Finalement, le mariage reste le dernier bastion face à ces amants qui ne cherchent qu’à exclure le doute et la spontanéité en gérant leur couple comme un tableau Excel. Aujourd’hui, je suis autant ému devant un mariage que devant la souffrance animale. J’ai ressenti le même anéantissement en voyant mes amis se marier qu’en regardant la vidéo du policier qui bloque toute une autoroute pour laisser traverser une famille de canards prise au piège. (Celle où il les sauve d’un égout est également très bien).

J’aurais pu écrire 100 articles pour vous dire que se marier est complètement con, inutile et une énième façon de facturer un service à des gens qui n’ont rien demandé. J’aurais pu écrire qu’il est temps d’arrêter l’escroquerie du « photographe » de mariageainsi que du « DJ » de mariage. Je pourrais aussi vous dire que se vanter d’une amitié de 20 ans avec des amis pour qu’ils vous pondent un Powerpoint Veolia sur votre jeunesse devrait vous pousser vers la dépression.

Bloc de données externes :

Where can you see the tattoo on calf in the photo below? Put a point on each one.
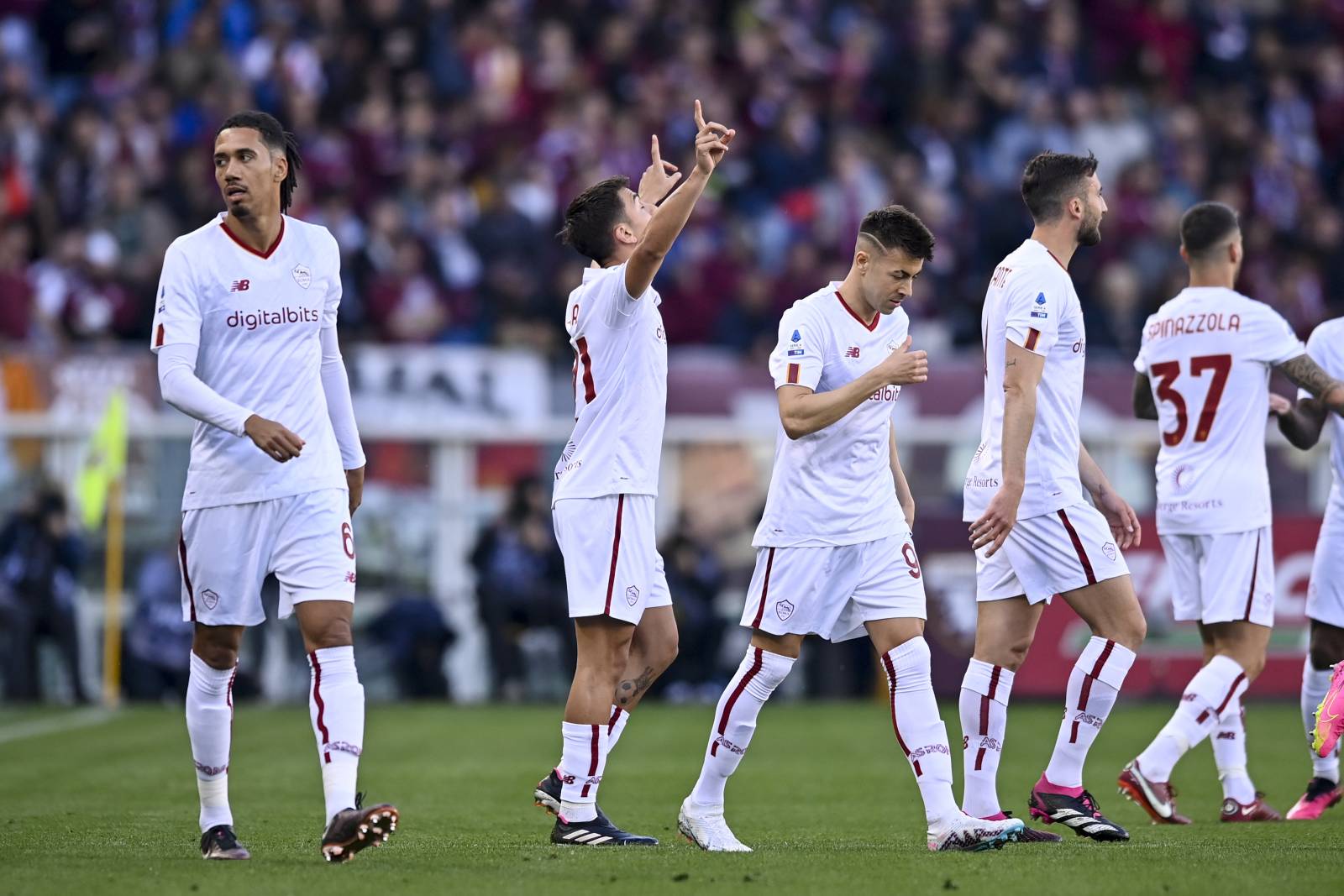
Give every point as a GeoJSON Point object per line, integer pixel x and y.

Mais dans un monde gris où il faut se rendre au travail en trottinette électrique, envoyer des textos qui restent sans réponse et aider ses parents à plier des piles de draps tout un dimanche, se marier est peut-être le dernier moment de bonheur naïf et égoïste qu’il nous reste et que personne ne peut nous retirer. C’est tant mieux. Et puis comme tout est statistiquement voué à mourir, autant vivre le plus de choses possible le temps qui nous est imparti. Après, nous serons à la merci d’aides-soignants qui attendent sagement de nous molester dans des « centres pour seniors ».

Lecteurs de VICE, buvez, baisez et marriez-vous si vous êtes heureux. Le reste n’a aucune importance.